Mais ou menos depois da virada do século, Porto Alegre experimentou uma verdadeira efervescência de saraus, leituras, debates, oficinas, grupos de discussão, que ocuparam com poesia bares, livrarias, instituições culturais, universidades, etc. Eventos aglutinadores têm procurado dar vasão a tudo isso, exponenciando o que já existia.

O que a poesia tem a dizer nesse contexto?

A poesia é um veículo de humanização do mundo e do próprio ser humano através da linguagem elaborada artisticamente, e ninguém dirá que não precisamos cada vez mais disso nos dias atuais. Ela pode ser crítica, alegre, triste, solidária, satírica – ter infinitas formas - de acordo com a sensibilidade do poeta e o gosto de cada leitor. Ninguém deveria ler um poema por obrigação, escolar ou qualquer outra. A obrigatoriedade tira da poesia o que ela tem de melhor. Poesia é prazer, e quem já encontrou um poema que lhe diga algo em profundidade sabe do que estou falando. Existem as artes, cada uma causa um tipo de prazer estético, mas nenhuma proporciona aquilo que a poesia pode dar com palavras.

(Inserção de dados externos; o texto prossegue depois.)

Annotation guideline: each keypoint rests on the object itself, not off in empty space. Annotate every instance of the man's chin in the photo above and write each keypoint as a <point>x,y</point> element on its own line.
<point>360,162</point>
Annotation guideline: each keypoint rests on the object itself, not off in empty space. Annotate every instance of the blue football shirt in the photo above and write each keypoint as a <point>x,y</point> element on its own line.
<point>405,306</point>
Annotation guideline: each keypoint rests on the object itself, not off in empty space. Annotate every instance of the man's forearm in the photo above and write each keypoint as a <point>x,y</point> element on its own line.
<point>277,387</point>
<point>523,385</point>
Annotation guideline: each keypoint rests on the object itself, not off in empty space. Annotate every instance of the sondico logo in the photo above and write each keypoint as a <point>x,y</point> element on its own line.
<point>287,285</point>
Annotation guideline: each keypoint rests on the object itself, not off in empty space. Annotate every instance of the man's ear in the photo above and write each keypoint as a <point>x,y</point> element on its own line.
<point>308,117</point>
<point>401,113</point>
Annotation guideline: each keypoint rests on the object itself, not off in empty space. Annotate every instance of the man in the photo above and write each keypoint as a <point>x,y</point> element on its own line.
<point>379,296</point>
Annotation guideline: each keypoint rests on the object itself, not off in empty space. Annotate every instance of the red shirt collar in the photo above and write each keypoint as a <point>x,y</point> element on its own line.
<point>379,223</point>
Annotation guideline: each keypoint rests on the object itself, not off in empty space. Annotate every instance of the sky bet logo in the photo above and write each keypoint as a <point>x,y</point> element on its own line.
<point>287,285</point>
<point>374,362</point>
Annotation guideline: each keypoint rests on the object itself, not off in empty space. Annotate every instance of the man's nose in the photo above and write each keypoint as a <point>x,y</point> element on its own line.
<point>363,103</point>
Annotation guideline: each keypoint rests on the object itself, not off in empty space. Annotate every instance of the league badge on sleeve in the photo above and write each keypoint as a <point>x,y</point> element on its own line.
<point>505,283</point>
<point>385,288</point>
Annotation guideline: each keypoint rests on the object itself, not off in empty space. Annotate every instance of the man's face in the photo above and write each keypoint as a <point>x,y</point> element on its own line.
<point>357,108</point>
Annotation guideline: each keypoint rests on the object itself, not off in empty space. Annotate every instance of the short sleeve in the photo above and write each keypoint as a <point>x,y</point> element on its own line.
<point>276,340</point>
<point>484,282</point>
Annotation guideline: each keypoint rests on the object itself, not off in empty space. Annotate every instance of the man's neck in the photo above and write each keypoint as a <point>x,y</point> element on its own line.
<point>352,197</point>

Que público se identifica hoje com a poesia?

Existe um público que formou sua sensibilidade em contato com a poesia e as outras artes, mas o surpreendente hoje, na minha opinião, é a presença cada vez maior da poesia entre a moçada. É só entrar num Orkut e perceber a quantidade de perfis individuais ilustrados por poemas. O fato mesmo de estarmos todos escrevendo mais depois da onipresença do computador, e quase todos os dias, provavelmente impulsiona o interesse pela palavra escrita em forma de arte, senão em todos, pelo menos em alguns.

Porto Alegre é uma cidade "poética"?

Com certeza, há muita poesia espalhada pela cidade de Porto Alegre, ávida por transformar-se em poesia escrita, necessitando apenas um olhar atento que possibilite a sua disseminação entre nós.

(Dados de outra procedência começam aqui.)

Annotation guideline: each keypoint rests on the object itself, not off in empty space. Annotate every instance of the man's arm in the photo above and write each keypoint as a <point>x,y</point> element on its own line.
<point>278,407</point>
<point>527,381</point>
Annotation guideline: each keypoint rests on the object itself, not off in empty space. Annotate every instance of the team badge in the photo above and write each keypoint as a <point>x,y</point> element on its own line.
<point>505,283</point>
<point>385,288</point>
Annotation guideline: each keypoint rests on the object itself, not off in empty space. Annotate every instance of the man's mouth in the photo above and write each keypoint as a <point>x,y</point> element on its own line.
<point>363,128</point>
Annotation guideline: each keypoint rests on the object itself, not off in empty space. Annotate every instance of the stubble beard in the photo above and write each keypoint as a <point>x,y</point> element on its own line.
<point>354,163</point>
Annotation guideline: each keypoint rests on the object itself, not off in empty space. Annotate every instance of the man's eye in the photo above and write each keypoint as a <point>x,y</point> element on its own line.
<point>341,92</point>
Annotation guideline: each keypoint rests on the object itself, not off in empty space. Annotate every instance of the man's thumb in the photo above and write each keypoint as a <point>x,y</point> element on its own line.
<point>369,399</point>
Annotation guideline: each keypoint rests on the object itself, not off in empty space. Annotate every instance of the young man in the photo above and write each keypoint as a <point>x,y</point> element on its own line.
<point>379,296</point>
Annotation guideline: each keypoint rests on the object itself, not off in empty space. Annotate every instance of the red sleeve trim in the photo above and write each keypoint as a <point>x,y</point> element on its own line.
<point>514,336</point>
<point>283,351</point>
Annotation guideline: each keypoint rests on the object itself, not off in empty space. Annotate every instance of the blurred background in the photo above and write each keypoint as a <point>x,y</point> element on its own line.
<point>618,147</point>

Por que tu começaste a fazer poesia?

Comecei a escrever poesia de um modo muito curioso. Soube pela tevê que havia sido inventada a Bomba N, a bomba de nêutrons, que matava os seres humanos e a vida em torno, mas deixava os prédios intactos para a ocupação das forças beligerantes. Aquilo me indignou, e escrevi um poema chamado Só N. Depois vieram muitos outros, sobre os mais diversos temas, a experiência amorosa, as perguntas existências, o sentido da vida, as dificuldades dos outros. Depois de muitas leituras, sempre fundamentais, e muita escrita cotidiana, foi surgindo uma voz poética própria.

Que poetas admiras?

Muitos, muitos mesmo. Para não fugir da pergunta: João Cabral de Melo Neto, Manuel Bandeira, Carlos Drummond de Andrade, Ferreira Gular, Mario Quintana; Cecília Meireles, Adélia Prado, Gilka Machado, Marly de Oliveira; Charles Baudelaire, Emily Dickinson, Vladimir Maiakóvski, Matsuó Bashô, Fernando Pessoa, Dante Alighieri, Li Tai Po, e.e. cummings, T.S. Eliot, Nicanor Parra, e tantos outros.

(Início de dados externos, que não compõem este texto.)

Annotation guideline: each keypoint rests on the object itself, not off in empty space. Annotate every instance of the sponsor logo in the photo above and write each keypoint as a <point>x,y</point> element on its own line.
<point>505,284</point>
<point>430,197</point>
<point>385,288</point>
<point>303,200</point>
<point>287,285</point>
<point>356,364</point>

Breve perfil e trajetória como poeta.

Sidnei Schneider, poeta, tradutor, contista. Autor dos livros de poesia Quichiligangues (2008), Plano de Navegação (1999) e tradutor de Versos Singelos/José Martí (1997), além de outras onze publicações. 1º lugar no Concurso de Contos Caio Fernando Abreu, UFRGS, 2003 e 1º lugar em poesia no Concurso Talentos, UFSM, 1995. Tradutor de William Blake e Lord Byron, entre outros.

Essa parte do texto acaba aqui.